Fun with TLPD and R

zoniusalexandr

United States39 Posts

July 07 2011 06:37 GMT

I've been working on a way to statistically evaluate player performances that improves upon ELO, but before I can do any calculations I need data!

Now that we've got all the data in one place and in a common format, we can start having fun. I've been working on network problems recently for my research, so I thought I'd whip up a few graphs.

Here's a quick graph of the game network for the Homestory Cup #3, just to make sure everything's working before we look at the whole dataset. Here the nodes represent players, and each line connecting two players represents one game.
[image loading]

Everything looks good, nothing out of the ordinary. You can see the groups of 4 pretty clearly, with the players who advanced out of group stages in the middle.

Now let's try something more difficult. I thought it might be really cool to look at the whole game network of the TLPD. However, there are a huge number of players who have played only a handful of games, and so plotting all the players becomes overwhelming. Instead, I've limited the sample to a k-core or a k-degenerate graph, which is basically the largest subset of players who have played games against at least k other opponents. I tried out a bunch of values, but k=12 seemed to work the best (you're welcome to experiment on your own). The nodes are represented by the player name, which is colored to represent their most played race:
(edit: this graph originally included redundant games between pairs of players. I've removed the duplicates, which biased the network against the Koreans, who don't have as many games on record)
[image loading]

This graph shows quite clearly the three different scenes, the Koreans on the right, Europeans on bottom-left, and Americans on bottom-right. Even though these three are fairly distinct, there's a lot of cross-over, especially for players in the middle.

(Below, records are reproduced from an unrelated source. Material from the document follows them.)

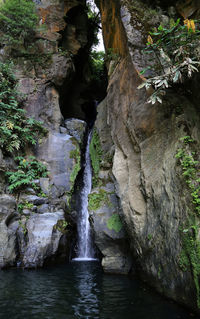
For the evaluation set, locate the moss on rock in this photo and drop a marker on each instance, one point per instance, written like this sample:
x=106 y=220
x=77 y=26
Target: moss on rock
x=96 y=156
x=114 y=223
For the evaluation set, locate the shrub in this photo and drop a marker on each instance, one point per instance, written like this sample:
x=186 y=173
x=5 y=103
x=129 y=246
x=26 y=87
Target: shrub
x=18 y=21
x=27 y=171
x=176 y=51
x=16 y=130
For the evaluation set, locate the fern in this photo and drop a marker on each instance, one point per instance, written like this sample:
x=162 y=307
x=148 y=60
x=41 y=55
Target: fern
x=16 y=130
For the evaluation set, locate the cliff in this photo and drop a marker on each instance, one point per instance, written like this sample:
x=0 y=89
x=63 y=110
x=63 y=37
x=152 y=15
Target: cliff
x=157 y=208
x=143 y=213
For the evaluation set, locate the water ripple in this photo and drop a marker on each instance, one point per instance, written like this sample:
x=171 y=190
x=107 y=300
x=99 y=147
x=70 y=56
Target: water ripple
x=79 y=291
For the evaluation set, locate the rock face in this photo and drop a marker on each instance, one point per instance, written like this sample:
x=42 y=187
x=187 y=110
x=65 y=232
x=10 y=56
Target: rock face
x=7 y=233
x=43 y=238
x=154 y=200
x=109 y=233
x=35 y=227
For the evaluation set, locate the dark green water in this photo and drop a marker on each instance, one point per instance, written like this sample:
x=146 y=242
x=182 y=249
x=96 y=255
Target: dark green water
x=80 y=290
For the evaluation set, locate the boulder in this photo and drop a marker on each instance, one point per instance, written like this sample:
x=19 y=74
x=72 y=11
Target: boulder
x=43 y=238
x=7 y=233
x=61 y=152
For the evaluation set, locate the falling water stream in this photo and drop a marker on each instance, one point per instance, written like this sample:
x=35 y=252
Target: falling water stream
x=85 y=246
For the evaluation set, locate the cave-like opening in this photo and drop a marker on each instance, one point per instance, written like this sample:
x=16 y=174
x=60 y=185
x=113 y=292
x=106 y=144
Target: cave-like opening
x=80 y=94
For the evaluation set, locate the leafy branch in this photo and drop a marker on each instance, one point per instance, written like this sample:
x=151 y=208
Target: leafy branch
x=176 y=56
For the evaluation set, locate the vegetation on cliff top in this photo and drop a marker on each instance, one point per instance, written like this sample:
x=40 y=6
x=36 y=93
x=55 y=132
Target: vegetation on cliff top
x=18 y=21
x=28 y=170
x=175 y=48
x=190 y=254
x=16 y=130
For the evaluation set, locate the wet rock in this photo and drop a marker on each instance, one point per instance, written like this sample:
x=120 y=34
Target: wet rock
x=56 y=152
x=76 y=128
x=45 y=185
x=117 y=264
x=63 y=130
x=7 y=234
x=109 y=234
x=43 y=209
x=35 y=200
x=43 y=238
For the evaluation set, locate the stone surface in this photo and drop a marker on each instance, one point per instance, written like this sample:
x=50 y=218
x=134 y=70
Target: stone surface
x=153 y=198
x=7 y=234
x=111 y=241
x=76 y=128
x=56 y=152
x=41 y=81
x=43 y=238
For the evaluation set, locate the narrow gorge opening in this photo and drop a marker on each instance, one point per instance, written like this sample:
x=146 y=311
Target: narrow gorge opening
x=79 y=97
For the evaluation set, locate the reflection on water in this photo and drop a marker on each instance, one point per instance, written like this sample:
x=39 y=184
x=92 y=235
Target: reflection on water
x=80 y=290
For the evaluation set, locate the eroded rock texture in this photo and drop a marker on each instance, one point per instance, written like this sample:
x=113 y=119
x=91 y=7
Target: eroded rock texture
x=42 y=229
x=109 y=234
x=154 y=199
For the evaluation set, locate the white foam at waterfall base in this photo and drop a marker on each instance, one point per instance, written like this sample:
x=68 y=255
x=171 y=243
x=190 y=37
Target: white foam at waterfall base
x=85 y=247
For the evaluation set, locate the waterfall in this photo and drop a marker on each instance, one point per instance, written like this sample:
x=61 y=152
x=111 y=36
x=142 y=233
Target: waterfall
x=85 y=246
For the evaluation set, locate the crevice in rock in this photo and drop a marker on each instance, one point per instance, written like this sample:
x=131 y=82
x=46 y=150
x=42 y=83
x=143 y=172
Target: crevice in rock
x=79 y=93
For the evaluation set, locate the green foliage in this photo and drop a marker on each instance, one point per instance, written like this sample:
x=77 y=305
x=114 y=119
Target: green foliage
x=190 y=170
x=75 y=154
x=18 y=21
x=175 y=49
x=16 y=130
x=114 y=223
x=23 y=226
x=61 y=226
x=27 y=171
x=96 y=200
x=24 y=205
x=96 y=157
x=97 y=63
x=190 y=255
x=111 y=55
x=93 y=24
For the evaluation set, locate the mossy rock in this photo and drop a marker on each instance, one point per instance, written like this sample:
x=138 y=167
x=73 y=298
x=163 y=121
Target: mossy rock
x=114 y=223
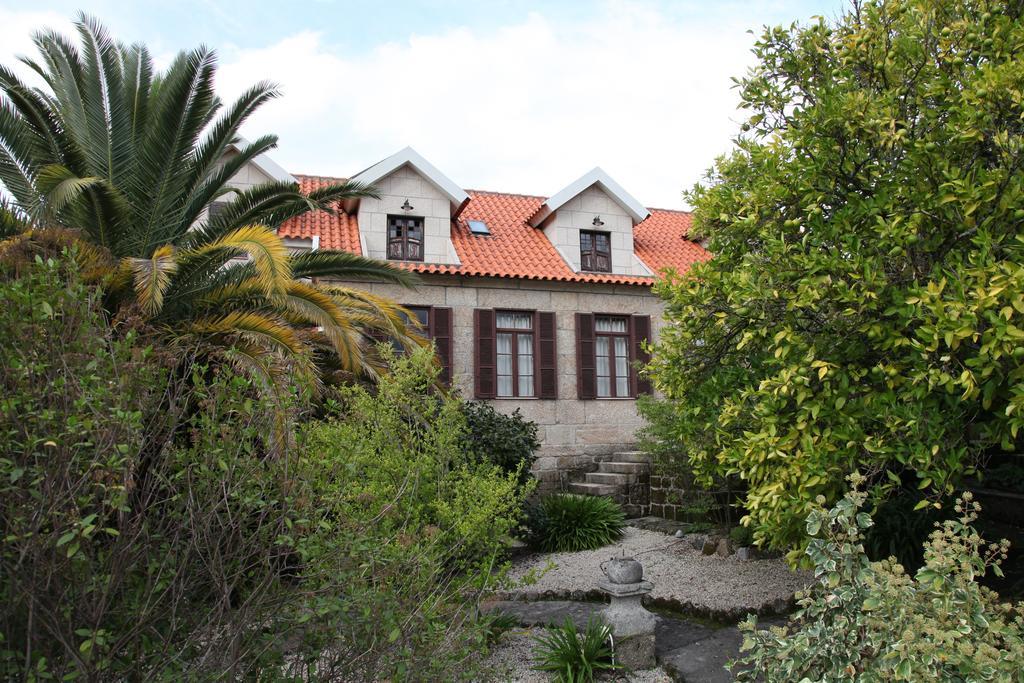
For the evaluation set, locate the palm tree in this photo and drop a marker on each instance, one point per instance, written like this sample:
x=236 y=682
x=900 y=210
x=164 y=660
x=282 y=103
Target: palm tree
x=128 y=161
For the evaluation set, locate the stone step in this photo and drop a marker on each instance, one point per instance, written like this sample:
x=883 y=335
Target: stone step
x=610 y=477
x=631 y=457
x=624 y=468
x=594 y=488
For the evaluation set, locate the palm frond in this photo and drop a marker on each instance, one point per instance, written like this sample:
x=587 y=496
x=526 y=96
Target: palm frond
x=182 y=105
x=152 y=278
x=12 y=219
x=266 y=250
x=60 y=187
x=321 y=309
x=345 y=265
x=257 y=328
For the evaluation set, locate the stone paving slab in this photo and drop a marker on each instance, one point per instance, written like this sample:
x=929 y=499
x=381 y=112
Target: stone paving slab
x=685 y=580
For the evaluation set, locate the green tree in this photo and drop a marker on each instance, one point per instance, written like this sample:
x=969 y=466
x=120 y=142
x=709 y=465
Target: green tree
x=863 y=309
x=129 y=161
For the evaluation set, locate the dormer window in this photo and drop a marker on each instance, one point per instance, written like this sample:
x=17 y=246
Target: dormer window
x=404 y=239
x=595 y=251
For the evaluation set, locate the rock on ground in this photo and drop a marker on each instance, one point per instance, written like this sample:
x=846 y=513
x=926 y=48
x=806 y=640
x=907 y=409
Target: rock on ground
x=724 y=588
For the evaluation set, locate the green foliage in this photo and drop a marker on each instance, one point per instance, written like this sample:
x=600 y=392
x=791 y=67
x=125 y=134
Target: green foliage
x=863 y=308
x=1006 y=476
x=741 y=536
x=900 y=527
x=871 y=622
x=566 y=522
x=574 y=656
x=359 y=554
x=506 y=440
x=129 y=161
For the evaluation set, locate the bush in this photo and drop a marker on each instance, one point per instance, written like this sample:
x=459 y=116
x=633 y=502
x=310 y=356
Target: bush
x=565 y=522
x=872 y=622
x=506 y=440
x=741 y=536
x=357 y=554
x=574 y=656
x=862 y=309
x=99 y=577
x=899 y=528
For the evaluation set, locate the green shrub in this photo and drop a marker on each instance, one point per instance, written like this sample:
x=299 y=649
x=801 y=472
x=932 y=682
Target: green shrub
x=357 y=554
x=741 y=536
x=574 y=656
x=900 y=527
x=566 y=522
x=506 y=440
x=1006 y=476
x=872 y=622
x=862 y=309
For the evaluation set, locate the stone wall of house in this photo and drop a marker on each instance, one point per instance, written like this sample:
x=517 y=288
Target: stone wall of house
x=579 y=214
x=576 y=434
x=427 y=202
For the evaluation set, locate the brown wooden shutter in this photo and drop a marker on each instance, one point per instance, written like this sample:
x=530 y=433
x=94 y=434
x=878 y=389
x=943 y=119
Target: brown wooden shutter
x=485 y=371
x=440 y=330
x=586 y=361
x=640 y=334
x=547 y=332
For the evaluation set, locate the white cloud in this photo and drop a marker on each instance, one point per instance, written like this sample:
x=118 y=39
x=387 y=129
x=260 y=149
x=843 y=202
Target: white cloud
x=523 y=108
x=527 y=107
x=16 y=29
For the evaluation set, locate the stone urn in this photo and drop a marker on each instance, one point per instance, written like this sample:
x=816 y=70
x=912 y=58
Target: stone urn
x=623 y=570
x=631 y=624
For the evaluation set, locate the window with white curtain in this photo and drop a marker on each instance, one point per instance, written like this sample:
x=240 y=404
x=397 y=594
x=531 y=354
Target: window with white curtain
x=611 y=346
x=514 y=337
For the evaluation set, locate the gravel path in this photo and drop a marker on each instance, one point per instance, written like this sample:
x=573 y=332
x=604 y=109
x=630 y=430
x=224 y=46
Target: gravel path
x=720 y=587
x=512 y=659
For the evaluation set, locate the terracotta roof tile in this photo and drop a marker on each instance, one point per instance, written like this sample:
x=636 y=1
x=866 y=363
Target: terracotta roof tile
x=514 y=249
x=337 y=230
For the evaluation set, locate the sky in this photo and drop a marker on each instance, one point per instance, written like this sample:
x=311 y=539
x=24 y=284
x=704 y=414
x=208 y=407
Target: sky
x=508 y=95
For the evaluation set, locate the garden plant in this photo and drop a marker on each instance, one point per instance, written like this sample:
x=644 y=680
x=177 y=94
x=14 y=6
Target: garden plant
x=863 y=307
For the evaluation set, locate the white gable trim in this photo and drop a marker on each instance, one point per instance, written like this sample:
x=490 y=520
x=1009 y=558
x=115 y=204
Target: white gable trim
x=596 y=176
x=456 y=195
x=265 y=164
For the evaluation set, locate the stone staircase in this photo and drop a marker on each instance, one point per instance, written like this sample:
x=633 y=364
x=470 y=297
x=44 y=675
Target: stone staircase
x=625 y=477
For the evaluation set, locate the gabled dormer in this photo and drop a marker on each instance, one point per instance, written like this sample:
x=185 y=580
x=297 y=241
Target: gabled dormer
x=590 y=222
x=412 y=220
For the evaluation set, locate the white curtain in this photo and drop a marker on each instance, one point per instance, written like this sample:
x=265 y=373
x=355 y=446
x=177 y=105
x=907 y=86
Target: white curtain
x=622 y=368
x=525 y=365
x=504 y=365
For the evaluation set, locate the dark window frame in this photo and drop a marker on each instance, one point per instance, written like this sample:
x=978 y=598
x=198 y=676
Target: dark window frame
x=612 y=376
x=404 y=224
x=428 y=326
x=590 y=258
x=534 y=332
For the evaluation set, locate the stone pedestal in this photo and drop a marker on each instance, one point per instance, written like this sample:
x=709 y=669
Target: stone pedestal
x=632 y=625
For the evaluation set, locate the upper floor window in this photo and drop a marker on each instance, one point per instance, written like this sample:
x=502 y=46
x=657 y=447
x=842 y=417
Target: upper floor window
x=595 y=251
x=215 y=210
x=404 y=239
x=611 y=347
x=514 y=337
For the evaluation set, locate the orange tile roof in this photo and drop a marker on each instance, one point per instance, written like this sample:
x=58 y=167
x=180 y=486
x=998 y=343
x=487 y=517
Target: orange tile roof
x=337 y=230
x=514 y=249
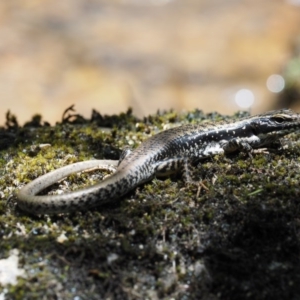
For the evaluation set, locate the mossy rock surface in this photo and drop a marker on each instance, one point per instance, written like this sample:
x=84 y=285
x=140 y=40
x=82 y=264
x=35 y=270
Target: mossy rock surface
x=239 y=239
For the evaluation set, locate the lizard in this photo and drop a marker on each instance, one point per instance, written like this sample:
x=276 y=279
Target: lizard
x=170 y=150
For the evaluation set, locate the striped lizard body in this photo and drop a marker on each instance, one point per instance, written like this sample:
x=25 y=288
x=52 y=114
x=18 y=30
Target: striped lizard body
x=164 y=152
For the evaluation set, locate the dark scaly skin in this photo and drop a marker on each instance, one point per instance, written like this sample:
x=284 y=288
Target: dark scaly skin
x=164 y=152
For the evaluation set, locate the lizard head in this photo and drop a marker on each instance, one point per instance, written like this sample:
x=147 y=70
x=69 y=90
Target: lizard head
x=279 y=122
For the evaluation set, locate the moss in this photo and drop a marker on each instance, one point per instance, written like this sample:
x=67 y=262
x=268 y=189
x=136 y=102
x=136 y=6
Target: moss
x=239 y=239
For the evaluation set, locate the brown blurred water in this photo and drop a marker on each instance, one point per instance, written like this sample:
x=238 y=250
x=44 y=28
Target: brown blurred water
x=150 y=55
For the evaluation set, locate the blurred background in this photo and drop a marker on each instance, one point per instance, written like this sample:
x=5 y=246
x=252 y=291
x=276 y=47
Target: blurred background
x=148 y=54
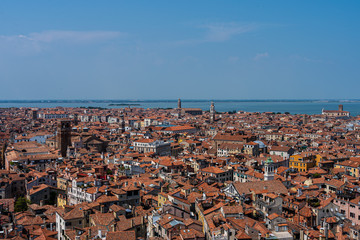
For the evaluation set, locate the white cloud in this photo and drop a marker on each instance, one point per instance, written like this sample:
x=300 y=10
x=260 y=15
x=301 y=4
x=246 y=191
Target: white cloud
x=66 y=36
x=261 y=56
x=220 y=32
x=305 y=59
x=38 y=41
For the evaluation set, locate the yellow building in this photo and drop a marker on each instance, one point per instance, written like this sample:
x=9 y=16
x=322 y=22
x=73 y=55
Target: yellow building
x=61 y=200
x=62 y=183
x=351 y=166
x=302 y=162
x=162 y=198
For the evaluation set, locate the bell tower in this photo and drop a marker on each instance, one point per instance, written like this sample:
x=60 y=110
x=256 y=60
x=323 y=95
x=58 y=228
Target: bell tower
x=63 y=136
x=269 y=170
x=212 y=112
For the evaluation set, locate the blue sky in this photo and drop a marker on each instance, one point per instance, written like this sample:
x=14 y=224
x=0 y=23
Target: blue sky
x=187 y=49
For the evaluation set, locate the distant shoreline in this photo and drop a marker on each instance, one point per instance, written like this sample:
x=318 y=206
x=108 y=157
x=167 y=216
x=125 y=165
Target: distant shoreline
x=133 y=102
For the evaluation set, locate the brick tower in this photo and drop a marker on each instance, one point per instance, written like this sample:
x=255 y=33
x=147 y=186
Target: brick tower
x=63 y=136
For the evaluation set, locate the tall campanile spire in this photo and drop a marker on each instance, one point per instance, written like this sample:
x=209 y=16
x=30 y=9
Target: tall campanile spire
x=212 y=112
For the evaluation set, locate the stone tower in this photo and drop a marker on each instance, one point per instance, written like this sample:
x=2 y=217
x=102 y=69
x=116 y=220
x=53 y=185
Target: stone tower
x=341 y=108
x=269 y=170
x=212 y=112
x=122 y=124
x=63 y=136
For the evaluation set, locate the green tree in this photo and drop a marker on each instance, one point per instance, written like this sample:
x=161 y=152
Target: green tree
x=21 y=204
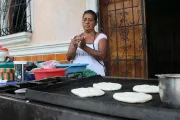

That's all I've got for today, getting the data into R took longer than I thought. For my next analysis, I'm going to be working on a new algorithm to rank players based on their performance and the difficulty of their opponents that might replace ELO. I've almost finished working out the math, but my plan is to use Metropolis-Hastings to maximize the likelihood of the realized game outcomes based on the players skill levels. I'm still a little new to Bayesian methods, so ideas/comments would be much appreciated!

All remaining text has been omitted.